Rep. Trey Lamar, chairman of the Ways and Means Committee and the bill’s author, did not bring up the bill in committee before Tuesday’s deadline, letting it die without a vote. But it could signal some leaders are reevaluating the incentives given to the massive data centers sprouting up in Mississippi and across the South and whether the state is getting a good deal.
When asked about why he didn’t bring his bill up, Lamar responded, “stay tuned.” It’s unclear whether he would try to revive the measure this session.
If the proposal in House Bill 1635 were enacted, for projects over $1 billion in investment, 80% of local ad-valorem taxes collected over $1 billion would go into a new state fund, with 20% going to the local government and school district. Money in the new fund would be earmarked for infrastructure and economic development projects across the state.

Local leaders have pushed back against this proposal. The director of the Madison County Economic Development Authority, Joey Deason, told WLBT that the bill would disincentivize major investments. He also said it would reduce the county’s new tax revenue from the construction of an Amazon data center from $70 million a year to $20 million a year.
Last year, the Center for Economic Accountability named the Compass Datacenters project in Meridian the country’s “Worst Economic Development Deal of the Year.” The center cited the “breadth and length” of the state and local tax incentives as the primary reason for labeling it a bad deal.
Data centers remain attractive projects for local leaders and developers. The centers bring in billions of dollars in investment, new tax revenue and create more jobs. But there has been pushback from residents who are concerned about environmental impacts and the lack of transparency. Data centers create relatively few jobs compared to the scale of investment and demand large amounts of power and water.
Other news: Ag land being bought up, Siemens expanding in Rankin County, hotel and conference center planned for Madison
- A new report from Mississippi State University Extension shows more of the state’s farmland is being bought by real estate and financial institutions. Individuals still make up a majority of transactions. But purchases by financial businesses rose by 5.78% between 2019 and 2023, complicating an already fraught agricultural landscape.
- Siemens Energy is expanding its presence in Mississippi. On Tuesday, the company announced it will build a $300-million manufacturing plant in Rankin County. The project is expected to create almost 300 jobs. The company’s Richland facility has been in operation since the 1970s.

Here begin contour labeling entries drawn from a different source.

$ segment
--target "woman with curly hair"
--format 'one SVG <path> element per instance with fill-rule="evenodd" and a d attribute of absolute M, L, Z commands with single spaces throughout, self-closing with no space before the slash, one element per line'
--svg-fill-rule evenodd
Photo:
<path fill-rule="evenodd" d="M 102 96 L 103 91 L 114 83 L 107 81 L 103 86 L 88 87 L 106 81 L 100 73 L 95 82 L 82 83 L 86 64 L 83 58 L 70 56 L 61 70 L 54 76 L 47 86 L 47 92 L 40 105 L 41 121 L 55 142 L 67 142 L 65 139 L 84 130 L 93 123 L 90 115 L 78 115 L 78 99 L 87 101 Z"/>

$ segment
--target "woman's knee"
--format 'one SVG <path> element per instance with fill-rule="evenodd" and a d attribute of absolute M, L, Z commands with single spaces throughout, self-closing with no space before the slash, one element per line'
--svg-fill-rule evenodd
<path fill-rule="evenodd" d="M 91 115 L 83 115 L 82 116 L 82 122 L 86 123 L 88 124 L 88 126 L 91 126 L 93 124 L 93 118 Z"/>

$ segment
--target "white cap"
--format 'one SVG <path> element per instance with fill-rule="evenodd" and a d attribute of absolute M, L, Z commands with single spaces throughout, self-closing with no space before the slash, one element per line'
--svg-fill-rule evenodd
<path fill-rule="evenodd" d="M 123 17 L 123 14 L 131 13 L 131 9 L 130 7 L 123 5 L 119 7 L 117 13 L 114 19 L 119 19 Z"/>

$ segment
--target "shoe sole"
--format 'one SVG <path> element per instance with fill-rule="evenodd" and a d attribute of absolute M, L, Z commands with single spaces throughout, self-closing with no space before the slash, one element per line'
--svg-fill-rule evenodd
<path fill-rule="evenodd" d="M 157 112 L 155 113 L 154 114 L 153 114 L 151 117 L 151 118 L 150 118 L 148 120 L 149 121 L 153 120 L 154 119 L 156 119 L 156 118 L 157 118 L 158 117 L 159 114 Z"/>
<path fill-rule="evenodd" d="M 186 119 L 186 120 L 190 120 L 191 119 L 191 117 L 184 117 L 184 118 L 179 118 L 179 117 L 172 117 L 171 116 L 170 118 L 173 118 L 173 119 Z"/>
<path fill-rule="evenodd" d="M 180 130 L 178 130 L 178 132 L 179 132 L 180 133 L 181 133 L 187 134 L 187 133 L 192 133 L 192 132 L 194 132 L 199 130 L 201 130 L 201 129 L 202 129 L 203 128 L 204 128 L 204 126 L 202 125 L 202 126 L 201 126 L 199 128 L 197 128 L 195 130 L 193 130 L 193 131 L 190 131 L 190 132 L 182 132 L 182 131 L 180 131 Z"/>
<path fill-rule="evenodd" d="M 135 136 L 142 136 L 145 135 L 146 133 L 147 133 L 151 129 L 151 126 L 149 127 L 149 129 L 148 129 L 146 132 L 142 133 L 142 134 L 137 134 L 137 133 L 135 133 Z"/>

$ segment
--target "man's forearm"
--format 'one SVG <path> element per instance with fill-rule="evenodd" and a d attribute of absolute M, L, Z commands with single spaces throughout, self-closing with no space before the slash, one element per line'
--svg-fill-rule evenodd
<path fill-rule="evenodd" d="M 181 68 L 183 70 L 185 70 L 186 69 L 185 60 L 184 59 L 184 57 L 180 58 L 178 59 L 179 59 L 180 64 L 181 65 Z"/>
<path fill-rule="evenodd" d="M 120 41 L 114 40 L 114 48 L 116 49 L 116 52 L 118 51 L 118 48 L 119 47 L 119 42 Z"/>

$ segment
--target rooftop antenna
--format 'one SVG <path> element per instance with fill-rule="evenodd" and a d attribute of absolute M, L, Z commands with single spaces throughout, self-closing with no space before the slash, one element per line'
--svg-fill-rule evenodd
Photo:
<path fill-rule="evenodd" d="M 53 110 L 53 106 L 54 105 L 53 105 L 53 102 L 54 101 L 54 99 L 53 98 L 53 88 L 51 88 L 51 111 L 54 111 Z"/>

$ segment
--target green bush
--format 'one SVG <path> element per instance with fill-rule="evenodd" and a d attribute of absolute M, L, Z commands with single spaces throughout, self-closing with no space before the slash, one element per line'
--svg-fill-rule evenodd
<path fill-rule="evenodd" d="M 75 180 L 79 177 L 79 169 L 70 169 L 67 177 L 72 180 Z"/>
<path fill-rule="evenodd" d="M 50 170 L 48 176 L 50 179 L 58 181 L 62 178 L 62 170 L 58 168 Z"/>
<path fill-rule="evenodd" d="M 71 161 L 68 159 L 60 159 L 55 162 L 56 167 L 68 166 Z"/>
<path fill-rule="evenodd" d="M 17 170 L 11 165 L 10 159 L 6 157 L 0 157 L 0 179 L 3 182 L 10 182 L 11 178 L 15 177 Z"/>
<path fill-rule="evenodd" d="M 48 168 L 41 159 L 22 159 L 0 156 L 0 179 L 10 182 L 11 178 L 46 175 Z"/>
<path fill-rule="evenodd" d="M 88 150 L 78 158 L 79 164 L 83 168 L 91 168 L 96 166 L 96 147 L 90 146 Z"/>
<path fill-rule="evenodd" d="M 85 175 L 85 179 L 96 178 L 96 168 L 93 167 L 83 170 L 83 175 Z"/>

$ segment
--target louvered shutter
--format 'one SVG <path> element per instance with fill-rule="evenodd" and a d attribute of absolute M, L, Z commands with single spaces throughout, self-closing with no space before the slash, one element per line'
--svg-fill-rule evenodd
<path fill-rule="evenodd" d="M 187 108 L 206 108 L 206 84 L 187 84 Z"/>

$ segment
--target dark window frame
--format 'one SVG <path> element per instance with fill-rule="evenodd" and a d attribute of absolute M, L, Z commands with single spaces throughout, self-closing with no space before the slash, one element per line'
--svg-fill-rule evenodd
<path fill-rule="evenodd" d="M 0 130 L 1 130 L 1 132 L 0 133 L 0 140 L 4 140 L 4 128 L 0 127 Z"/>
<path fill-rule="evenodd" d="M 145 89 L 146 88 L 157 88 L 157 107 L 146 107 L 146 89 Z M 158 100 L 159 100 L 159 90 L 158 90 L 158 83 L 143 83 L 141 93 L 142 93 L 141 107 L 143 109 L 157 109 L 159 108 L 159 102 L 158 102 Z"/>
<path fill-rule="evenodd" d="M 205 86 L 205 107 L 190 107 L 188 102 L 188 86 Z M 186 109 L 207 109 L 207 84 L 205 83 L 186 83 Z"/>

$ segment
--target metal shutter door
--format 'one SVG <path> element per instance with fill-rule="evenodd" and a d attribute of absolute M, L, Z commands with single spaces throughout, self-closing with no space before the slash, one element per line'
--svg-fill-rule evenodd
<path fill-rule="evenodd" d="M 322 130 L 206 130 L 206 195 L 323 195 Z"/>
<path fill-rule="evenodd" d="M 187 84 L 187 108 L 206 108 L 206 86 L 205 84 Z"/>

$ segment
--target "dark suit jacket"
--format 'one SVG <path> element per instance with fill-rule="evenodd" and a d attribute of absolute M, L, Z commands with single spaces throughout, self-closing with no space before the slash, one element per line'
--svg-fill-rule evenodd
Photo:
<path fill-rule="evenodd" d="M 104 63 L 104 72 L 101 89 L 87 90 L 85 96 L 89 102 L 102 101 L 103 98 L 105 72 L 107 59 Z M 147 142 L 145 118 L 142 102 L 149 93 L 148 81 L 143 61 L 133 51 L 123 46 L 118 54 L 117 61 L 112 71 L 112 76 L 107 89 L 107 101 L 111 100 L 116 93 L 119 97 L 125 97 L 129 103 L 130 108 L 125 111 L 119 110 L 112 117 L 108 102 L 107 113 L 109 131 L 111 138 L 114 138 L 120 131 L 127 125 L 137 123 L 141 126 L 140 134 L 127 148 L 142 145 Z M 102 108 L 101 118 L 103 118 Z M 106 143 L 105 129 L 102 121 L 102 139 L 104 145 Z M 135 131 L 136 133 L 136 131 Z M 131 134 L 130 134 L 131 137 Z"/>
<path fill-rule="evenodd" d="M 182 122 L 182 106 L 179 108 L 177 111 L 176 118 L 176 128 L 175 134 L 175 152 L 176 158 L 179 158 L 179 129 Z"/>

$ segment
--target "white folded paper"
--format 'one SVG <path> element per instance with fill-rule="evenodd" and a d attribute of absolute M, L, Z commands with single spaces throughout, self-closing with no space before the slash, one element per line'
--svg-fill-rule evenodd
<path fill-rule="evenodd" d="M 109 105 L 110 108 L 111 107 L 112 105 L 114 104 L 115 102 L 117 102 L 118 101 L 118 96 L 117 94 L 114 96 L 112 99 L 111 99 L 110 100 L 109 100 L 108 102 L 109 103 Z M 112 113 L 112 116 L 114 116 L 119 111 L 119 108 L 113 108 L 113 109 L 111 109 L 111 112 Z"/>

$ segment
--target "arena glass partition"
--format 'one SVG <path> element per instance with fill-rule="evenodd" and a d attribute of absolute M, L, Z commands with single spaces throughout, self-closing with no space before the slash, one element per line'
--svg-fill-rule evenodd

- The developer of Topgolf is planning to build a new luxury hotel and 50,000-square-foot conference center in the Prado Vista development in Madison County. The plan is for a 250-room hotel next to the conference center. The hotel will include four restaurants. The developer, Gabriel Prado, has announced a slew of new projects over the last year. The most recent announcement was a $50-million luxury loft development in Jackson.
- The Golden Triangle Development LINK announced Iain D. Vasey will be its new president and chief executive officer starting March 15. The organization is the economic development arm for Clay, Lowndes and Oktibbeha counties. It gained national recognition for attracting over $10 billion in investment under its previous CEO, Joe Max Higgins. Higgins left abruptly in August reportedly due to workplace behavior. Vasey is an experienced economic developer and was most recently the director of development services for the city of Klamath Falls, Oregon. Previously, he was president and CEO of the Corpus Christi Regional Economic Development, where one of his projects was with Steel Dynamics, who has a presence in the Golden Triangle.